Insured Retirement Plan: What is IRP and How Does it Really Work?

January 02, 2025
Insured Retirement Plan: What is IRP and How Does it Really Work?

Introduction


An Insured Retirement Plan (IRP) is a financial concept that utilizes a permanent life insurance policy—usually universal life—as a vehicle to build wealth for retirement. This strategy allows policyholders to fund their life insurance policies beyond the base premium (cost of insurance, charges, and fees) with the aim of creating tax-free wealth accumulation within the policy and using a line of credit against the policy for tax-free retirement income. Let’s explore how it works, its benefits, and the key considerations to ensure the IRP functions as intended.

 

What is an IRP?


An Insured Retirement Plan is not a type of life insurance but a financial planning strategy. The concept is simple: use a life insurance policy to build wealth tax-free during the accumulation phase and then access those funds through tax-free loans during retirement. It serves two purposes:

  1. Life Insurance – Protecting loved ones financially in the event of the policyholder’s death.
  2. Wealth Accumulation – Building wealth within the life insurance policy to be accessed during retirement.
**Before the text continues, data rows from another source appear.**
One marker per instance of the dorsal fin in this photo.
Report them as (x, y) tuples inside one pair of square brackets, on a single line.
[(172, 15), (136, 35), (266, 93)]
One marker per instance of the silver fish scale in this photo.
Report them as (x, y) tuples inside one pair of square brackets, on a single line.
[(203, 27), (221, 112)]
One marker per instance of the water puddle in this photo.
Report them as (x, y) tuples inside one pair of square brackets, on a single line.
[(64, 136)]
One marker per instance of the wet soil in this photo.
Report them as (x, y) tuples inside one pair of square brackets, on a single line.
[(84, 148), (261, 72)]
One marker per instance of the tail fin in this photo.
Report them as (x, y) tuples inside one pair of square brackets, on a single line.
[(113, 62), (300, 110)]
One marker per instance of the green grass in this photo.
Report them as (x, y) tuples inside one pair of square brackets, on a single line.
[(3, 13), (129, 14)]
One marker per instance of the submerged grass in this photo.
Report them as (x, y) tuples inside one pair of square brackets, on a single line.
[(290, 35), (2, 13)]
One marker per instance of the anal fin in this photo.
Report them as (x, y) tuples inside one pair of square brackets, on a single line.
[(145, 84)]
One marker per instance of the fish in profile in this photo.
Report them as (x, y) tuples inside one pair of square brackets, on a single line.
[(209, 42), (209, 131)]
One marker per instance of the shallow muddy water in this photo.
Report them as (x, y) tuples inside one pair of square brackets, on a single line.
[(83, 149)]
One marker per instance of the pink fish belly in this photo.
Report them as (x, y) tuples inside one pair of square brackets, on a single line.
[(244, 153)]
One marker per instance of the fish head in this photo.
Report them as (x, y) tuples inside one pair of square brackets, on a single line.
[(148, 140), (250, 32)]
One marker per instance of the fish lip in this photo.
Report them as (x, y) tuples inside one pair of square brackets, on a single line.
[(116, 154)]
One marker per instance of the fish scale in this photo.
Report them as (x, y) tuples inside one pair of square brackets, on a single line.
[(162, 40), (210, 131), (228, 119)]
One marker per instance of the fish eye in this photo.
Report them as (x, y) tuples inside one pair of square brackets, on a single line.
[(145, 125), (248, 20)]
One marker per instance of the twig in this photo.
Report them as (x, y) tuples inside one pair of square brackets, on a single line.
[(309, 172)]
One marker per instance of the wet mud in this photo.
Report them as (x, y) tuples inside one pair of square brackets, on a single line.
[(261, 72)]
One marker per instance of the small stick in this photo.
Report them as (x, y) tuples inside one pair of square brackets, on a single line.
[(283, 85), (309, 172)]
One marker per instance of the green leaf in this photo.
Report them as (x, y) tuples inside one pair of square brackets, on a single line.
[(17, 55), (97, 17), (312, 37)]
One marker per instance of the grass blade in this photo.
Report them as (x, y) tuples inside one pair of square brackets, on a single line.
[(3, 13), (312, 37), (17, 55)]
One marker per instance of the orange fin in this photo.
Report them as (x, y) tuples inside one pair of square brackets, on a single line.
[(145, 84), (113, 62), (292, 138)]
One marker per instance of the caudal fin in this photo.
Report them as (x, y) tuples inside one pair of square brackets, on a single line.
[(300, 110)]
An IRP is available to anyone with a life-licensed financial advisor and is not restricted to any specific group. It is important to note that a minimum-funded or poorly structured universal life insurance policy does not qualify as an IRP.

 

How Does an IRP Work?


In an IRP, the policyholder funds the insurance policy with the intention of building the cash value within the policy. The idea is to pay for permanent life insurance coverage while simultaneously accumulating wealth. The policyholder can then use their life insurance policy as collateral for a series of bank loans, enabling tax-free income in retirement.

However, the key to making this strategy work is proper funding. A universal life insurance policy must be funded sufficiently to provide both permanent life insurance coverage and enough funds to cover annual loans. If the policy is funded just enough to provide basic coverage, it will not generate the necessary returns or value to fund retirement needs.

 

Common Issues with IRPs


While IRPs offer substantial benefits, there have been many instances where universal life insurance policies were sold as IRPs without the proper structure or funding. These policies were often sold with minimum funding, leaving policyholders under the impression that their policies would provide a substantial retirement income, only to find out that the funds inside the policies were insufficient.
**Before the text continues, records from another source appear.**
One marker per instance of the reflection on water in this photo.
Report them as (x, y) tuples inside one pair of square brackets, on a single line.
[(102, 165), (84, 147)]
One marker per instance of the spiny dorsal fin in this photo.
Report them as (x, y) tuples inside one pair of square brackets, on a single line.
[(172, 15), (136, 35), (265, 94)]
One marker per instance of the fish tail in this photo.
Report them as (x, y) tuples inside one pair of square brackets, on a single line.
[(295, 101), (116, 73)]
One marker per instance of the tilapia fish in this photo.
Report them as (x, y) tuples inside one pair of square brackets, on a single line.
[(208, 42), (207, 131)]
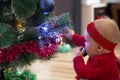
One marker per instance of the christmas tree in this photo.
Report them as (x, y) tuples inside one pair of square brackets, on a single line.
[(29, 30)]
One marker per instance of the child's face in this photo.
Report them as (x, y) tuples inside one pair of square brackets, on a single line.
[(90, 45)]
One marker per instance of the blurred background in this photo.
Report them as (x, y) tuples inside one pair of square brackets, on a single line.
[(82, 12)]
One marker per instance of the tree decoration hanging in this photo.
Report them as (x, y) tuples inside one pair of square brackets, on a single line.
[(46, 6), (13, 74), (23, 8), (7, 35), (39, 38)]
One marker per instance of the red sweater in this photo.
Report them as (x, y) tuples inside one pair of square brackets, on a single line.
[(100, 67)]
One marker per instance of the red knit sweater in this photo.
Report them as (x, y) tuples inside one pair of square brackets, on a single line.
[(100, 67)]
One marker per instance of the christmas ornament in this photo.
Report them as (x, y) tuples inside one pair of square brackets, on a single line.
[(7, 35), (64, 48), (58, 40), (23, 8), (46, 6)]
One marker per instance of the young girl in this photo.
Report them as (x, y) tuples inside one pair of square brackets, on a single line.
[(101, 37)]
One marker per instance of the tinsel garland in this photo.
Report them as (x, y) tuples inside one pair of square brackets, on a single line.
[(13, 74), (15, 51)]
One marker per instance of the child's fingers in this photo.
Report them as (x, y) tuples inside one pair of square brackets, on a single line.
[(80, 51)]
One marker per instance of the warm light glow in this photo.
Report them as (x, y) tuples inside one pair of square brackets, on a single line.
[(19, 24)]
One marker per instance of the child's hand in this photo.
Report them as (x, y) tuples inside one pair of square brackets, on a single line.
[(80, 51), (69, 33)]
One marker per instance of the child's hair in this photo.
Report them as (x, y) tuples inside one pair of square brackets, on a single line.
[(108, 29)]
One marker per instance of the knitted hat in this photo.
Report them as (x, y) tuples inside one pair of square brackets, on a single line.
[(105, 32)]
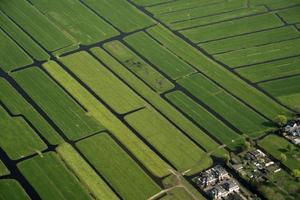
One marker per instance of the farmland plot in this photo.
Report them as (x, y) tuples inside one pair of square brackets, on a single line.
[(61, 108), (19, 106), (117, 167), (159, 56), (86, 175), (270, 70), (135, 19), (150, 160), (85, 26), (17, 138), (205, 119), (52, 179), (138, 66), (11, 56), (168, 140), (218, 73), (36, 24), (102, 82), (11, 189), (241, 116), (233, 28), (193, 131), (22, 38)]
The flexible nature of universal life insurance policies means they can offer permanent or non-permanent coverage based on the funding within the policy. If not enough funds are allocated to the policy, the policyholder may find their policy lapses, and the promised retirement income is not realized.

 

The Importance of Proper Funding


For an IRP to work, it must be funded with your target savings amount on top of the base cost of insurance. It's essential to project conservative rates of return (typically between 3% and 5%) to ensure the policy is growing at a reasonable rate. Avoid relying on inflated projections of return rates, as no one has control over the market’s future performance.
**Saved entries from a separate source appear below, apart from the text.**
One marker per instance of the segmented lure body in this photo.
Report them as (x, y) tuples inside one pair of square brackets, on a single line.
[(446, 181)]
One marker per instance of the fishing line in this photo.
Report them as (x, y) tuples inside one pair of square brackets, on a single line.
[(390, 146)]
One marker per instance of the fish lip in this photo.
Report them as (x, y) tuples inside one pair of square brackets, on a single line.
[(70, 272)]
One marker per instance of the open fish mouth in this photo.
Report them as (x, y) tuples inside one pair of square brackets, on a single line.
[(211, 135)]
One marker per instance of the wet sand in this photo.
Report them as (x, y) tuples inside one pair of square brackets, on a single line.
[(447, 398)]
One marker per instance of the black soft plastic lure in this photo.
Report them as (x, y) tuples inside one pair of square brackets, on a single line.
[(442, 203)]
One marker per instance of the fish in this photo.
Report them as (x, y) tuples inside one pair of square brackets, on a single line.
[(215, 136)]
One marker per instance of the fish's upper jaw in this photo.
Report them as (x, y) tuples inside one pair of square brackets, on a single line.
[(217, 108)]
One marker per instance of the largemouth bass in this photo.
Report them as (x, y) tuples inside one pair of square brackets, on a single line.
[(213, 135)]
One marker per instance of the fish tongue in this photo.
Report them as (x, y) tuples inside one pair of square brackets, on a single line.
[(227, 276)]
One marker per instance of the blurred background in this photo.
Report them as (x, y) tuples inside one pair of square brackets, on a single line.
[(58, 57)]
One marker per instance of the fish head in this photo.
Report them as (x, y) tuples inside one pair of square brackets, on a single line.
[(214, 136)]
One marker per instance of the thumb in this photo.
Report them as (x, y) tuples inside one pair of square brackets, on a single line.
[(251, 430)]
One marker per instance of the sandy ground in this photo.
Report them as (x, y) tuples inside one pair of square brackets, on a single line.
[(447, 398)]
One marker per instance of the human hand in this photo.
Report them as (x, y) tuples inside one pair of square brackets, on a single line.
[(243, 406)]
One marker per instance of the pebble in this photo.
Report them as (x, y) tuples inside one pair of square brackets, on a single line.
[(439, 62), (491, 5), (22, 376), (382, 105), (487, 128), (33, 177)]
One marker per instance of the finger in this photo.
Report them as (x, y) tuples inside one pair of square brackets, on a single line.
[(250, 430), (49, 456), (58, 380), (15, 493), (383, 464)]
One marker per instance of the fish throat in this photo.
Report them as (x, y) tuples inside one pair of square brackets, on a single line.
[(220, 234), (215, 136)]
Funding an IRP requires commitment. Just like contributing to other retirement savings vehicles such as RRSPs or TFSAs, ensuring adequate funding is key to ensuring that the policy can support retirement income needs through loans.

 

The Advantages of an IRP

  1. Tax-Free Retirement Income: One of the major benefits of an IRP is the ability to access tax-free income during retirement. By using the policy or collateral loans, you can receive tax-free income to support your retirement lifestyle.
  2. Dual Benefit: You’re simultaneously building wealth for retirement while securing life insurance coverage to protect your loved ones. This "two birds with one stone" approach is what makes the IRP particularly attractive.

 

Conclusion


An Insured Retirement Plan (IRP) can be an effective tool for retirement planning, offering both life insurance coverage and tax-free wealth accumulation. However, for it to work as intended, proper funding is crucial. A policy that’s not sufficiently funded may not provide the retirement income needed, and the life insurance coverage may not last. To get the most out of an IRP, it’s essential to plan carefully, ensure adequate funding, and work with a trusted advisor to make informed decisions.

 

This article is written for educational purposes.